Let’s say that you have to regularly send a folium map to your colleague’s email with all the earthquakes of the past day.

To be able to do that, you first need an earthquake data set that updates regularly (at least daily). A data feed that updates every 5 minutes can be found [here](http://earthquake.usgs.gov/earthquakes/feed/v1.0/csv.php). Then, you can use Jupyter to write the code to load this data and create the map.

In [None]:
!pip install --upgrade folium

In [None]:
import pandas as pd
import folium
from matplotlib.colors import Normalize, rgb2hex
import matplotlib.cm as cm

In [None]:
from warnings import filterwarnings as fw
fw("ignore", category=FutureWarning)

data = pd.read_csv('http://earthquake.usgs.gov/earthquakes/feed/v1.0/summary/all_day.csv')
norm = Normalize(data['mag'].min(), data['mag'].max())

data['hrs_ago'] = (pd.datetime.now() - pd.to_datetime(data.time)).dt.seconds / 60 / 60

map = folium.Map(location=[22, 114], zoom_start=3)
for eq in data.iterrows():
    color = rgb2hex(cm.OrRd(norm(float(eq[1]['mag']))))
    map.circle_marker([eq[1]['latitude'], eq[1]['longitude']], 
                    popup="{} | {:.0f} hours ago".format(eq[1]['place'],eq[1]['hrs_ago']), 
                    radius=20000*float(eq[1]['mag']),
                    line_color=color,
                    fill_color=color)
map.create_map(path='assets/earthquake.html')

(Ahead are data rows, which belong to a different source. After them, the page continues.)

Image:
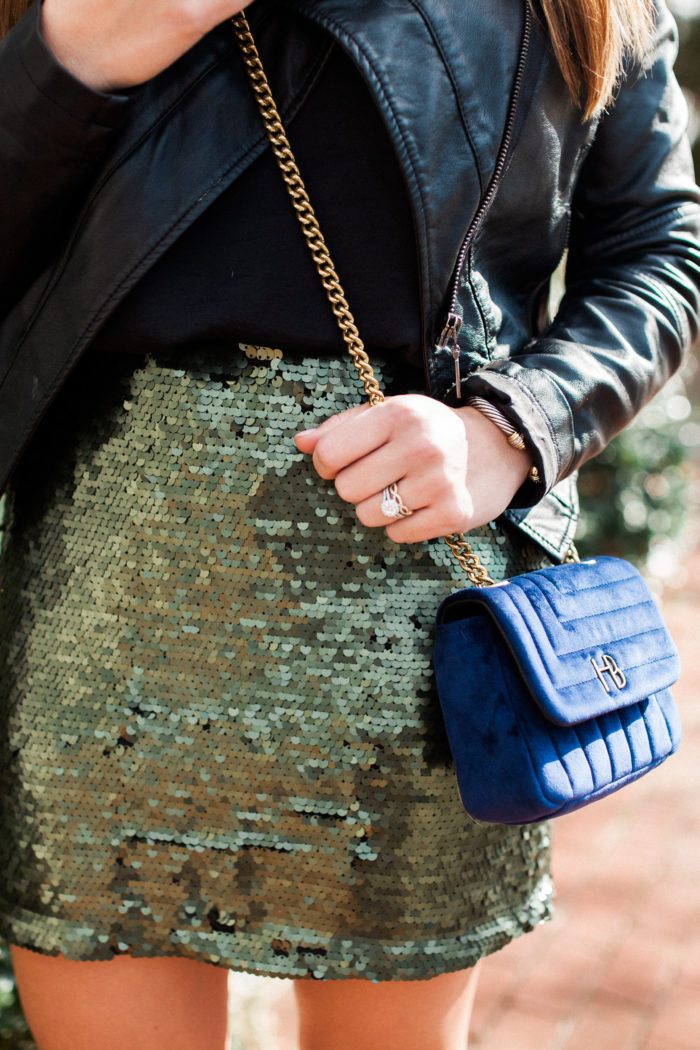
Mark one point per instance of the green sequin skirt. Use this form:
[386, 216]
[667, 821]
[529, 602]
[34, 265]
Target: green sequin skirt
[219, 736]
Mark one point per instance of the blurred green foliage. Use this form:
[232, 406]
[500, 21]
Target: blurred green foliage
[14, 1033]
[638, 495]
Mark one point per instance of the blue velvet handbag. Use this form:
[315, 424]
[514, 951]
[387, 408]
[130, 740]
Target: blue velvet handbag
[554, 688]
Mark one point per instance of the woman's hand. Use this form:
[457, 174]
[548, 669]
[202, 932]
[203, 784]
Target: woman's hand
[112, 44]
[453, 467]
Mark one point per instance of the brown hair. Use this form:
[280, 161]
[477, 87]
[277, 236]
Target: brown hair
[590, 40]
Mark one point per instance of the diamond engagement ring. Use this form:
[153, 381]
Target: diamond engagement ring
[393, 505]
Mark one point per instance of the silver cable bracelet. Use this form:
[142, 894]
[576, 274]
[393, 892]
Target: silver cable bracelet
[514, 437]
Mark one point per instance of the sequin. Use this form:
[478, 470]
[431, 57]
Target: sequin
[219, 736]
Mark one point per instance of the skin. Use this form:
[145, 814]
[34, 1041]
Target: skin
[112, 44]
[455, 470]
[179, 1004]
[454, 467]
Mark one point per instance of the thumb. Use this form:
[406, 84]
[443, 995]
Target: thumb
[306, 440]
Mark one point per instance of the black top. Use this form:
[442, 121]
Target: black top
[244, 271]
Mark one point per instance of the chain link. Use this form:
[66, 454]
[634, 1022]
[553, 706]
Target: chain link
[282, 150]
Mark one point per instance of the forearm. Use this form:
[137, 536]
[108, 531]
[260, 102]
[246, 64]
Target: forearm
[54, 133]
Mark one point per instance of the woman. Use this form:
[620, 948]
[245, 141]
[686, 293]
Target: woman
[219, 739]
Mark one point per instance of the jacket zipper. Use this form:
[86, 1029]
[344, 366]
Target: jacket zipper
[448, 337]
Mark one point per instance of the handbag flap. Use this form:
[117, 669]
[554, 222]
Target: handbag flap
[588, 636]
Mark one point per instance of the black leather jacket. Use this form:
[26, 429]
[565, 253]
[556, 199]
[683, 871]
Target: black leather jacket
[502, 172]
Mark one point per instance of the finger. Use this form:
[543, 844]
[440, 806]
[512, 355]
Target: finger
[370, 511]
[370, 474]
[428, 521]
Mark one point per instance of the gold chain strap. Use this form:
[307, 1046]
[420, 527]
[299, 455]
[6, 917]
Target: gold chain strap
[282, 150]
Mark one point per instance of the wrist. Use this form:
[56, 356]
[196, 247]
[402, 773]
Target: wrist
[512, 436]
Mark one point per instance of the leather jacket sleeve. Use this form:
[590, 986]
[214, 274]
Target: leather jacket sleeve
[54, 131]
[632, 284]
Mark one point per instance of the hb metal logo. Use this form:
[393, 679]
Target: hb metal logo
[609, 666]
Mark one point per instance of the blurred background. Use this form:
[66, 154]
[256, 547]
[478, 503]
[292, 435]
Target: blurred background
[619, 967]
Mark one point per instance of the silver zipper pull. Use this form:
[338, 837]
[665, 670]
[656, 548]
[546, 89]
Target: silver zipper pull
[448, 338]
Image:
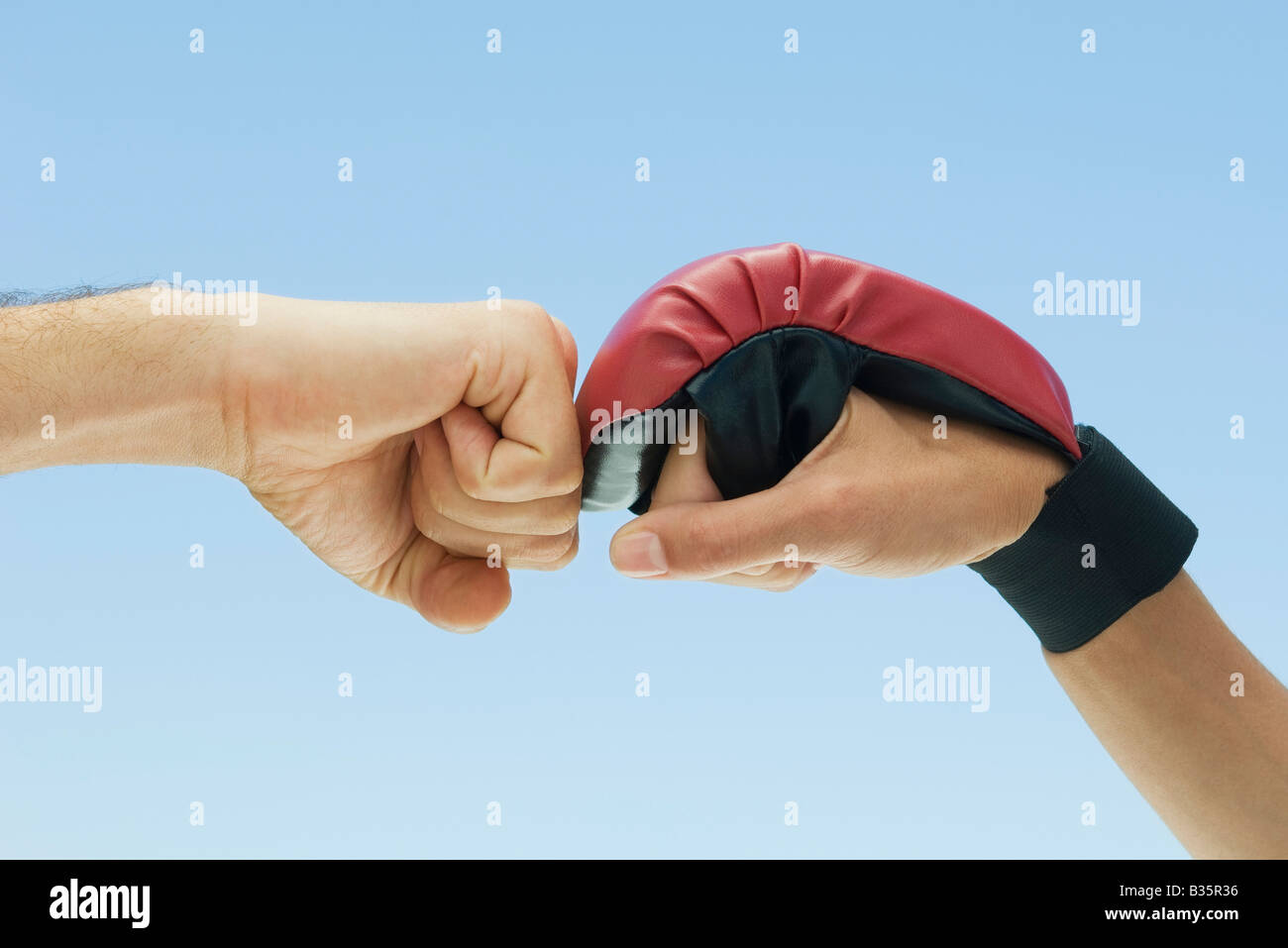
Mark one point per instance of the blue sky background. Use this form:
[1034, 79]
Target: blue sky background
[516, 170]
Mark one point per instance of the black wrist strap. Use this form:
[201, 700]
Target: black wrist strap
[1104, 540]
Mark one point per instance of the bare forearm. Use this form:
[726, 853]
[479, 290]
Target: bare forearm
[1192, 717]
[102, 378]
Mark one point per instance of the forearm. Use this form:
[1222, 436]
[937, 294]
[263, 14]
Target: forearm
[104, 380]
[1210, 758]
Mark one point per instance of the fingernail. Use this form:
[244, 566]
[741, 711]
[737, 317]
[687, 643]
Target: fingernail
[638, 556]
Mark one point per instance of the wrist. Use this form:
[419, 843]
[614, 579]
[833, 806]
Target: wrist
[124, 377]
[1025, 472]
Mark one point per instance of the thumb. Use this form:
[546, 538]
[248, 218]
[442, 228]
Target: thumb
[700, 541]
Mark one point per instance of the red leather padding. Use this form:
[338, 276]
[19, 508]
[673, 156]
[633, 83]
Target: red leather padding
[688, 320]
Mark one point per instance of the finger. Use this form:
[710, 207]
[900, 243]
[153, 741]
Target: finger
[516, 438]
[514, 550]
[570, 351]
[778, 579]
[460, 595]
[700, 541]
[434, 489]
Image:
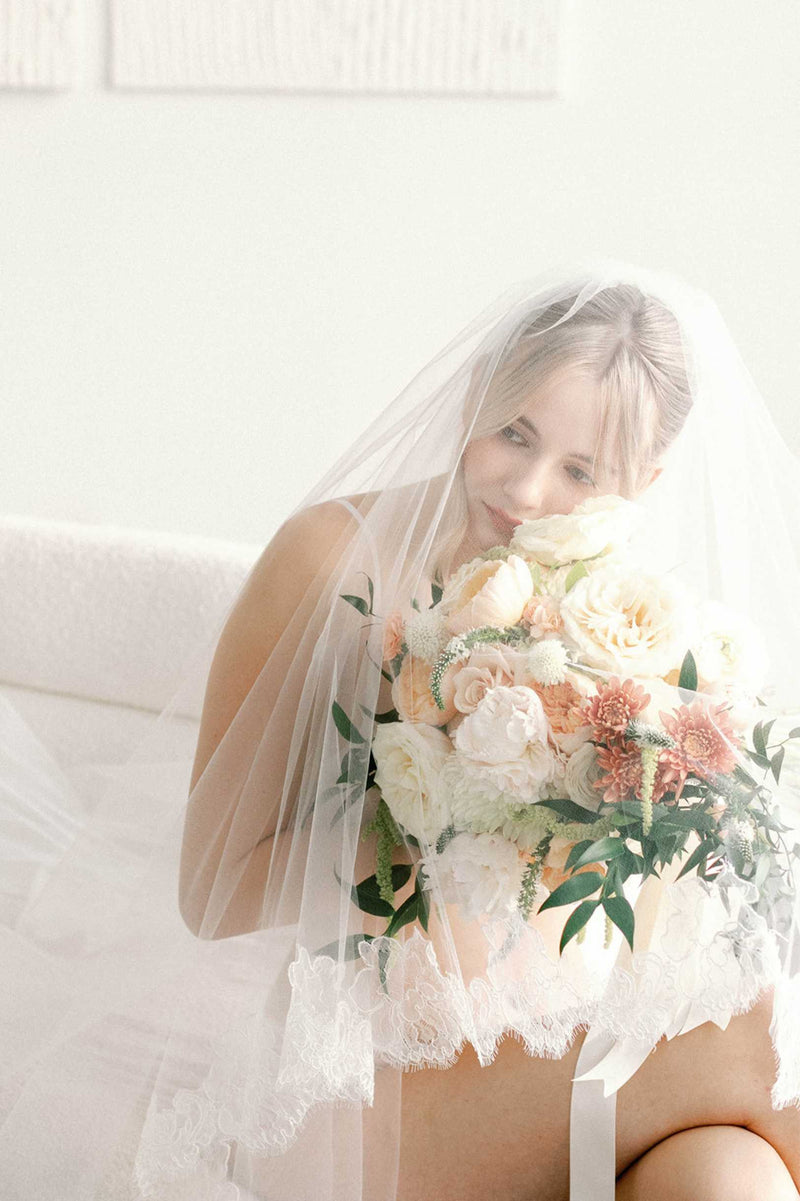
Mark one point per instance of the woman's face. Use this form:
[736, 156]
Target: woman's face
[538, 465]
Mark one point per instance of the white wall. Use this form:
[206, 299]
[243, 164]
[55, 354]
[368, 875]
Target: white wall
[204, 297]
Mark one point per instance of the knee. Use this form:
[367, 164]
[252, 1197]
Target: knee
[720, 1163]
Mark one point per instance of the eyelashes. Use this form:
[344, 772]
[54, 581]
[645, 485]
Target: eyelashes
[511, 435]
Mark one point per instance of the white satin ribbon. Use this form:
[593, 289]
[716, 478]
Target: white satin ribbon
[603, 1065]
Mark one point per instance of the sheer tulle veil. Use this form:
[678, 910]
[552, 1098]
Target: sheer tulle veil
[208, 993]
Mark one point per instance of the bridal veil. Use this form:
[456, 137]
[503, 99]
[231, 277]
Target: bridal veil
[213, 987]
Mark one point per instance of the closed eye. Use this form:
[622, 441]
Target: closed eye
[513, 435]
[517, 438]
[581, 477]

# need to replace CDN with https URLs
with open('assets/earthquake.html', 'r') as f:
    contents = f.read()
    contents = contents.replace("http://cdn.leafletjs.com/leaflet-0.5/", "//cdnjs.cloudflare.com/ajax/libs/leaflet/0.7.7/")
    with open('assets/earthquake2.html', 'w') as f:
        f.writelines(contents)

In [None]:
%%HTML
<iframe width="100%" height="600" src="assets/earthquake2.html?inline=true"></iframe>